There are a few sites specializing in consumer electronics which I have bookmarked. They all have the most up-to-date technology news making it very convenient for readers to browse and select the items that are of particular interest to them.
But one thing struck me as I scrolled through the pages and pages of entries on one site: there was hardly a mention of mainland companies other than an item about Lenovo building a computer factory in the United States.
It's hardly surprising that the sites are filled with stories about Apple and Microsoft. And there are quite a few on such well-known global electronics manufacturers such as Samsung and Sony. I also read a few stories about new cellphones developed by Taiwan's HTC and Korea's LG. And, of course, what Google is doing with its Android mobile operating system is always closely monitored.
Many clever ideas, no matter how trivial they may be, from otherwise unheard of companies are also deemed worthy of a mention. I was amused by the Larklife Band, which can track the wearer's activity, sleep pattern and food intake. Well, it doesn't actually detect what the wearer eats. It requires the wearer to input the food he or she takes for dietary monitoring.
I also read a story about a company making sunglasses with built-in headphones, and a report about Sharp, which is not so small a company, showing off its new LCD panel that it claims can reduce glare more effectively than any other product on the market.
Yet having lived on the mainland for years, I have come across many innovative products created by little-known Chinese companies. Not all of them are useful and some are downright shoddy, but there are no shortage of real gems, if you care to look for them.

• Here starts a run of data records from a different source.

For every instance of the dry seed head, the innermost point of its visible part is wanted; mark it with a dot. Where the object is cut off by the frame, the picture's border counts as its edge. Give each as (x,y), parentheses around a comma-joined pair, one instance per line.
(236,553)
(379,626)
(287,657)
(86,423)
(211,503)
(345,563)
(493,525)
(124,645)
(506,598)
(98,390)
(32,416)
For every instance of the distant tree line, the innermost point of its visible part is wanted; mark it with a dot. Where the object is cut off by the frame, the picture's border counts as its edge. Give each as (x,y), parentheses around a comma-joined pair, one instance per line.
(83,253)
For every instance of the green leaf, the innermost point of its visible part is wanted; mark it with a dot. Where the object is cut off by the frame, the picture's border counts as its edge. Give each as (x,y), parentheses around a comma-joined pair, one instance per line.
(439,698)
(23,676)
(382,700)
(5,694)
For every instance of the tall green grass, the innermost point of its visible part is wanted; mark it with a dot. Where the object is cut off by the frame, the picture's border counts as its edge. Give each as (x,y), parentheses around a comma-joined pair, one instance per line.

Some years ago, I read in an enthusiast publication about a tube amplifier designed and produced by a workshop in Shenzhen. But you'll have to go to Shenzhen or Guangzhou to find a store which stocks the goods to give you a demonstration. I heard one once in a friend's house through a pair of horn speakers. It sounded just as good, if not better than some megabuck audio monsters made by specialist foreign brands, despite its rather puny output power.
But like many clever ideas and goods produced by Chinese entrepreneurs, consumer awareness of the product has been hampered by poor marketing and promotion. The amplifier that impressed us so much and which cost so little compared with the imported brands is known only to a small circle of audio enthusiasts on the mainland and in Hong Kong.
Even some of the big mainland enterprises don't seem to do very well on the marketing front, allowing their foreign competitors with lesser products to steal the thunder from them. When I was in the market for a compact laptop, the choice boiled down to the much-touted Apple Air and a little publicized Lenovo Ideabook. After playing with the two in the shop, I picked the Lenovo, which not only has a design that I found more appealing, it was also a great deal cheaper.
Lenovo has made it known that it wants to take on Apple. But to do so, it will need more than producing attractively designed and well-built products. It will have to become just as adroit as Apple in marketing them.